Canada spies on journalists

Another week, another example of police spying on journalists - this time in Canada:

Rights campaigners are among those sounding the alarm over the erosion of press freedom in Canada after it emerged that police in Montreal had spent several months monitoring the phone of a journalist in order to identify his sources.

La Presse, one of Canada’s oldest and largest newspapers, said on Monday that at least 24 surveillance warrants were obtained by Montreal police to track the phone of columnist Patrick Lagacé. The warrants enabled the force’s special investigation unit to track Lagacé’s whereabouts using the GPS in his phone, as well as monitor incoming and outgoing text messages and calls.

The revelations left Lagacé shaken. “I was appalled,” he said. “I was living in the fiction that police officers wouldn’t dare do that, and in the fiction that judges were protecting journalists – and hence the public – against this type of police intrusion.”

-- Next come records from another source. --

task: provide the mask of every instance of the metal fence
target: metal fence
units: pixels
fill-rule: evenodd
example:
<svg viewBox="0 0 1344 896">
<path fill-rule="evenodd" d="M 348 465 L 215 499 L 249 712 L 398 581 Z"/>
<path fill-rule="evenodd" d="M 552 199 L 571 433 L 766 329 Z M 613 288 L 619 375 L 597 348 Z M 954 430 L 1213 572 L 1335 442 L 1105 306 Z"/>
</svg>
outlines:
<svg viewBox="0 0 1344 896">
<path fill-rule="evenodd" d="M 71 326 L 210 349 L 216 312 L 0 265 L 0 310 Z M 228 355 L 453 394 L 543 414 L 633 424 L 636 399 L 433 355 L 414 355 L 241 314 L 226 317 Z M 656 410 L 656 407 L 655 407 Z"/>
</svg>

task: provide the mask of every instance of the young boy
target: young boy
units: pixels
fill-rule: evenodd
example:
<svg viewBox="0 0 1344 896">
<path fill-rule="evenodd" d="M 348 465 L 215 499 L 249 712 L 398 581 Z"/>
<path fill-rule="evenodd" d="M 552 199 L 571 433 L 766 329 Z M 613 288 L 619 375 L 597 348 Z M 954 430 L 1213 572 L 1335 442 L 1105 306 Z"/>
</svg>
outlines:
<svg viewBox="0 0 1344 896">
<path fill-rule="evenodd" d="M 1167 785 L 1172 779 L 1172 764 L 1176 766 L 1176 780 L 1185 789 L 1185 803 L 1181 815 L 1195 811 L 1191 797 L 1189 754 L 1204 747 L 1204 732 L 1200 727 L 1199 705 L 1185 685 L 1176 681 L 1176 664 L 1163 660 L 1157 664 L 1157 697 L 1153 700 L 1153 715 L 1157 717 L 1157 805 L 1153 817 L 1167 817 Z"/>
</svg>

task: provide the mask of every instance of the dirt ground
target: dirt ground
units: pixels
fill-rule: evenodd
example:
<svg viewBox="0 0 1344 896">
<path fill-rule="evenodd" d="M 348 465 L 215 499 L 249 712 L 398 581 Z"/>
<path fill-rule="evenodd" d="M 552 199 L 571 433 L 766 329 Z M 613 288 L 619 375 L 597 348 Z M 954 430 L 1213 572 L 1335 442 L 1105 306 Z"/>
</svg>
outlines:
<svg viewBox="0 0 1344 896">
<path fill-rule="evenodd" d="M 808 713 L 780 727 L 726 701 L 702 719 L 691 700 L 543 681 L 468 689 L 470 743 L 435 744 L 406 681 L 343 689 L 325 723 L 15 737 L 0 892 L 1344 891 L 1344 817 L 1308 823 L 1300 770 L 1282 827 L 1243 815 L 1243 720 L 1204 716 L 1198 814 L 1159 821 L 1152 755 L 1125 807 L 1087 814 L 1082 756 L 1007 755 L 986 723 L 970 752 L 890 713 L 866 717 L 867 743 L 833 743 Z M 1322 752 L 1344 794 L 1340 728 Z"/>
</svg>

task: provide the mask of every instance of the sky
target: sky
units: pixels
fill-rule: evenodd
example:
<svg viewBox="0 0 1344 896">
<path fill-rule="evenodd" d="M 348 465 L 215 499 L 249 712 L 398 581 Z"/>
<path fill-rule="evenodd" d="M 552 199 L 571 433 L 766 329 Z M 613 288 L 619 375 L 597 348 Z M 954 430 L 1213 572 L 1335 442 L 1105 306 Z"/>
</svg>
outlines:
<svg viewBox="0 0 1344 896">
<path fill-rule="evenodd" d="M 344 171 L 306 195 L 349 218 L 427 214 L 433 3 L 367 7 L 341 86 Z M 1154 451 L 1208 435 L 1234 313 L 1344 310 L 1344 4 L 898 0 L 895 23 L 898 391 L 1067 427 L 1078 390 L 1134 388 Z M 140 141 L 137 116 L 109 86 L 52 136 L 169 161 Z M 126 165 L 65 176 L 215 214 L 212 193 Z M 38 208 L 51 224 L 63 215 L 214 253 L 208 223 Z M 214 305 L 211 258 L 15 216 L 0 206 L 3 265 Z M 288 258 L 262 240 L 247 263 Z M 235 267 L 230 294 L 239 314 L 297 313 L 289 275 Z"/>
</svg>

Lagacé isn't alone. It turns out that Quebec police have spied on at least six other journalists (and another one today), all in an effort to uncover their sources, often for the dubious purpose of shutting down leaks. All of these cases of spying would have been judicially authorised, though as with the Hager case here there are natural questions about whether they disclosed all that they should have done in seeking the warrants. The Quebec government has set up an inquiry to try and get the issue out of the media, but the fundamental problem is that Canadian (and New Zealand) law allows this sort of spying in the first place, with no special protection for the public interest work journalists do. The solution is to write those protections into the law, rather than just relying on caselaw, to create a strong presumption against police and spy agencies interfering in the work of the media.